July 20 - 23 (21)
We then drove through a large Manitoba Provincial Park that turned out to be nothing more than a series of cottage developments. We speculated that this was mainly a playground for the residents of Winnipeg. If there were any campgrounds, we did not see them. (In fact, they were jammed in between the cottages!)
We were amazed that the Sandbar Lake electrical outlets were so far away from the sites. They had one post between the sites and we needed our extension cord to make the 100 foot connection. The weather was even warmer than before and we knew we were in full summer.

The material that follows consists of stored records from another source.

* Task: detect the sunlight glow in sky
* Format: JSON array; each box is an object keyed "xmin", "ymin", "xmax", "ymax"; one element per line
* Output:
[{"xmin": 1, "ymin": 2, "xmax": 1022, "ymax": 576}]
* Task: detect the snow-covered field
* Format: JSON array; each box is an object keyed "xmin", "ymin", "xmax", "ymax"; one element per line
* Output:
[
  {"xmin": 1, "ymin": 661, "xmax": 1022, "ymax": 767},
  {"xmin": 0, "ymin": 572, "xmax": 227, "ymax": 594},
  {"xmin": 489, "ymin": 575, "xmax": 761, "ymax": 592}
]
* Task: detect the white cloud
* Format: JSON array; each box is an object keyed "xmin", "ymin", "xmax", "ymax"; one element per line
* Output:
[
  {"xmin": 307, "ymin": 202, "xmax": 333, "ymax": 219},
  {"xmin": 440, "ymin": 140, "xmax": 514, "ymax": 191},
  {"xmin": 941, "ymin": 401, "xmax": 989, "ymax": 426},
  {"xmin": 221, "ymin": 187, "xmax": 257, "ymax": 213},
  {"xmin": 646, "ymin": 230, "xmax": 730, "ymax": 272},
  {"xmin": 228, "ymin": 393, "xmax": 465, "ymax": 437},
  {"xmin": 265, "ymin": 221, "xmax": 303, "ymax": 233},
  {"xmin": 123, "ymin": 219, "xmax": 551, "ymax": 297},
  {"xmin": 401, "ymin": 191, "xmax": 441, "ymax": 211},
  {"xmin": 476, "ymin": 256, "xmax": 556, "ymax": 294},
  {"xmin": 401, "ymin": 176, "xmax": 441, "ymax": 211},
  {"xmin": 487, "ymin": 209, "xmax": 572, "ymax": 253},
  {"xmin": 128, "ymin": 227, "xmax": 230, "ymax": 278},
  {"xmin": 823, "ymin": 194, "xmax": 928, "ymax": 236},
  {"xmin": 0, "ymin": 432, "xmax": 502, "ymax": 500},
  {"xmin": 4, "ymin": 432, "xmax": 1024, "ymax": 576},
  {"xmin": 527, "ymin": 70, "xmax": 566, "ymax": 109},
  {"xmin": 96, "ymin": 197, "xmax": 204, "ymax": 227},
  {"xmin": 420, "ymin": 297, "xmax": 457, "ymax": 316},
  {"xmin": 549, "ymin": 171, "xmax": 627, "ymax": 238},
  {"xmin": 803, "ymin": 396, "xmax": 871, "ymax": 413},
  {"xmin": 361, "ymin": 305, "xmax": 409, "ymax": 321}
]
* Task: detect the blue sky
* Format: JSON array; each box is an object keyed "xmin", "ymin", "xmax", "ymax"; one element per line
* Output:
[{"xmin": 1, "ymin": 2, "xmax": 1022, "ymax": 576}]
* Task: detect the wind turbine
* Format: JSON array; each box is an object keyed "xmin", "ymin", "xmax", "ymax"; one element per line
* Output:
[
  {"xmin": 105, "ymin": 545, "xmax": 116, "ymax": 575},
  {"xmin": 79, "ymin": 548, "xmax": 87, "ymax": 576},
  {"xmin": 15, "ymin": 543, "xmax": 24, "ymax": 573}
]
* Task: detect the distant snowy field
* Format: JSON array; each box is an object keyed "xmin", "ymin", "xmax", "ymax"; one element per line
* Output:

Having air conditioning in the van was great (good thing we had the long electrical cord!).
Sandbar lake is west of Thunder Bay and not as large as the other lakes we had encountered in Manitoba. However, the wind was strong and the lake had whitecaps. Tom rode his bike down to the lake and met a couple of fishermen who had not had much luck that day. They liked his bike, having never seen such a neat folding contraption. They also complimented our van for its modern aerodynamics. There were thunderstorms all day long and we spent some of the day re-planning the remaining 1,100 miles of driving. So far, the provincial parks had been a disappointment and we had planned to stay at Rossport (where we had visited 2 years ago) for 3 days. Given our experience, we decided to cut the stay at Rossport to 2 days and spread out the drive home over another day to avoid 400+ mile drives.
Well, that was not a good idea. The Rossport Campground of Rainbow Falls Provincial Park, just a bit east of Rossport turned out to be a beautiful place. Our site looked right onto Lake Superior. After grilling hamburgers, we took the kayaks from the top of the van that evening in preparation for an early morning paddle the next day before the wind kicked up.
We were launched and on the largest Great Lake by 9:30AM. There was a gentle swell on a nearly flat surface. We headed west toward the town of Rossport. After about a mile of easy paddling, we noticed that the swell was now twice as large as it had been when we launched. There was a wind that began to build the waves. We decided to turn around and had a vigorous paddle back to our camp site. Lake Superior was living up to its legend.
We would have liked to have stayed all three days we had originally planned on at Rossport, but we had made a commitment to reducing the amount of driving to less than 300 miles a day by using the buffer day at Rossport as a driving day. We put the kayaks back on the top of the van in record time of 25 minutes (we are really getting good at this). Tomorrow, Monday, July 24 would be the start of our last week. We felt both sad and excited to be returning home.